Stephanie Daley, Director of Partnerships at mortgage advisor Alexander Hall, commented: “We’ve already seen mortgage rates trending downwards in recent months due to a higher degree of mortgage market stability and many within the mortgage sector will have already been anticipating today’s base rate cut.
"As a result, it’s unlikely we will see an immediate reduction in the current rates on offer to homebuyers and movers.
"However, today's cut will bring further confidence to those looking to move, many of whom had previously delayed their plans due to higher rates, and this release of pent-up demand will help to cultivate further property market positivity.
"Couple that with the increase in stamp duty as of April next year and we expect to see a rise in demand over the short term, which will also help to boost buyer confidence and potentially speed up transactions.”
Robert Sadler, Vice President of Real Estate at Excellion Capital: “While today’s cut to base rates is welcome news, we remain wary that any positivity will be muted by the negative impact of the recent Autumn Budget and the inflationary policies announced therein, the result of which is going to be a higher level of government borrowing than anyone predicted.
“The fallout of the Budget’s inflationary pressures is also likely to mean that this is the only base rate cut we see for the remainder of 2024.
“On a positive note, we know from history that markets tend to overreact to bad news such as the Autumn Budget, after which they do eventually settle because certainty is more secure than possibilities and promises, even if the picture created by that certainty is less than perfect.

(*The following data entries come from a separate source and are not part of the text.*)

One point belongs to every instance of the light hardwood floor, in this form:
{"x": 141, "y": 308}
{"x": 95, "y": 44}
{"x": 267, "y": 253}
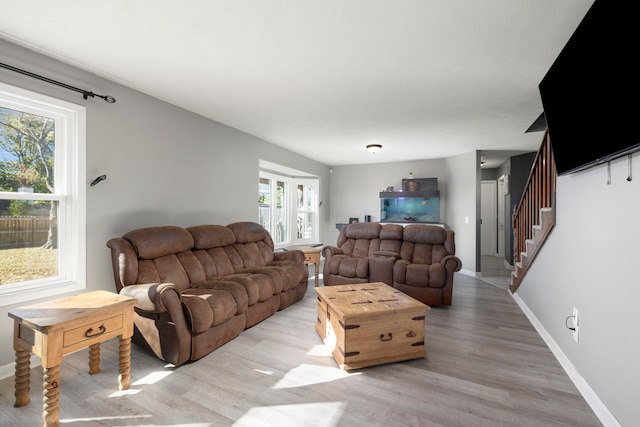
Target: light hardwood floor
{"x": 486, "y": 366}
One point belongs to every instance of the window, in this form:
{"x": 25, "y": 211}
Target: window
{"x": 42, "y": 201}
{"x": 288, "y": 208}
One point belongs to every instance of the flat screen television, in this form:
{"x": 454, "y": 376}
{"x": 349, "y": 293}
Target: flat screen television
{"x": 590, "y": 91}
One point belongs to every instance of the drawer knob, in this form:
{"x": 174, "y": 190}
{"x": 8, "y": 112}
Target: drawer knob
{"x": 90, "y": 333}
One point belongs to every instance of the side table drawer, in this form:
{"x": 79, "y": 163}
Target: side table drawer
{"x": 100, "y": 328}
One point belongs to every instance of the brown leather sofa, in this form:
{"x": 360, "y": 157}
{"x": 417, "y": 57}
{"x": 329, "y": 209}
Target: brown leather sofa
{"x": 199, "y": 287}
{"x": 417, "y": 259}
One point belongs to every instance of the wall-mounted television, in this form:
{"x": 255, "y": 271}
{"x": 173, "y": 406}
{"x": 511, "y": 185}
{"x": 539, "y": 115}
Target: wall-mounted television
{"x": 591, "y": 90}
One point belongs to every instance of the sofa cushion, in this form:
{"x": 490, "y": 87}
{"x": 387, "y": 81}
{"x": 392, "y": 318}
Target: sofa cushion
{"x": 211, "y": 236}
{"x": 154, "y": 242}
{"x": 205, "y": 307}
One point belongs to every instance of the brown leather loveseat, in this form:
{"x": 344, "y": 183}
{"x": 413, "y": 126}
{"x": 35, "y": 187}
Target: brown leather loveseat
{"x": 199, "y": 287}
{"x": 417, "y": 259}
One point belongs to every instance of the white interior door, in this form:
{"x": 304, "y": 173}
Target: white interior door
{"x": 489, "y": 218}
{"x": 501, "y": 215}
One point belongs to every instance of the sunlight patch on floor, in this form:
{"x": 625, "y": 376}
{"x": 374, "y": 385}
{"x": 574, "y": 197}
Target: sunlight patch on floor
{"x": 99, "y": 419}
{"x": 305, "y": 375}
{"x": 153, "y": 378}
{"x": 304, "y": 415}
{"x": 319, "y": 350}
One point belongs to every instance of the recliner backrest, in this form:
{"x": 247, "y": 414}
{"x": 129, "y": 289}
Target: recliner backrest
{"x": 426, "y": 244}
{"x": 359, "y": 240}
{"x": 162, "y": 254}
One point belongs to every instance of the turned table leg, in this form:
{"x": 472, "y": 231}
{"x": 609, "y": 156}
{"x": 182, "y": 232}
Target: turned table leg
{"x": 23, "y": 367}
{"x": 94, "y": 358}
{"x": 51, "y": 396}
{"x": 125, "y": 363}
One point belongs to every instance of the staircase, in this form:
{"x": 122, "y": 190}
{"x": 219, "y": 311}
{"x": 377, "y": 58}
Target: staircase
{"x": 535, "y": 215}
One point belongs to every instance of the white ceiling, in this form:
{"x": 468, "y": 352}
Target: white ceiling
{"x": 424, "y": 78}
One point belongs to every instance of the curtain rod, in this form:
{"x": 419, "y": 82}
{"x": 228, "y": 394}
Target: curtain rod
{"x": 85, "y": 93}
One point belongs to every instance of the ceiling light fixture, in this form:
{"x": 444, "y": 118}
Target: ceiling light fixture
{"x": 374, "y": 148}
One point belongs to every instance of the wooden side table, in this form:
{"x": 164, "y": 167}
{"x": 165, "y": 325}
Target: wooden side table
{"x": 311, "y": 256}
{"x": 55, "y": 328}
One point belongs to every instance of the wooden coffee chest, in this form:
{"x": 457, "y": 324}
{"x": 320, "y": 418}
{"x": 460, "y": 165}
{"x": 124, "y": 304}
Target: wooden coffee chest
{"x": 370, "y": 324}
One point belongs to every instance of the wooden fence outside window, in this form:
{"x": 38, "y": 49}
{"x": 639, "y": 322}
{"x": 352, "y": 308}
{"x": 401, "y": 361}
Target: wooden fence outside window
{"x": 23, "y": 231}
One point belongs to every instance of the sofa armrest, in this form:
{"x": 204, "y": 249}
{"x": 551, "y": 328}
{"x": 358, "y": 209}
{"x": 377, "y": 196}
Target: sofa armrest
{"x": 329, "y": 251}
{"x": 452, "y": 260}
{"x": 152, "y": 297}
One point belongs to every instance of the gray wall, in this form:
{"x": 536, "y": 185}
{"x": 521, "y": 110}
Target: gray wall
{"x": 355, "y": 192}
{"x": 164, "y": 165}
{"x": 590, "y": 261}
{"x": 168, "y": 166}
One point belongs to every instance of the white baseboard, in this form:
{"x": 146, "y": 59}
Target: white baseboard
{"x": 604, "y": 415}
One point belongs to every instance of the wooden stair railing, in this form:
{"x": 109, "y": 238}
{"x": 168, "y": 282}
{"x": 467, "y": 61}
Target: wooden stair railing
{"x": 534, "y": 217}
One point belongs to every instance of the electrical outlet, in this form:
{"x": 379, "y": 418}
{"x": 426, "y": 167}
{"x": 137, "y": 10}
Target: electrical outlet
{"x": 576, "y": 324}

“And because of this certainty, we fully expect the base rate cut to result in a fall in swap rates, but due to the aforementioned impact of the Budget, this swap rate drop will be smaller than previously expected.”
CEO of specialist lender Octane Capital, Jonathan Samuels, commented: “Today’s decision to cut interest rates will bring some early festive cheer to the nation’s homebuyers who may still be haunted by the lack of a stamp duty relief extension in last week’s Autumn Budget.
"In fact, it’s fair to say that the long-term benefit of lower interest rates and the resulting increase in mortgage affordability is likely to entice more buyers into the fold compared to the number that might be deterred due to higher stamp duty costs.
"So all in all, today’s news will be warmly welcomed and we expect to see property market momentum continue to build, as buyers respond positively to improvements across the lending landscape.”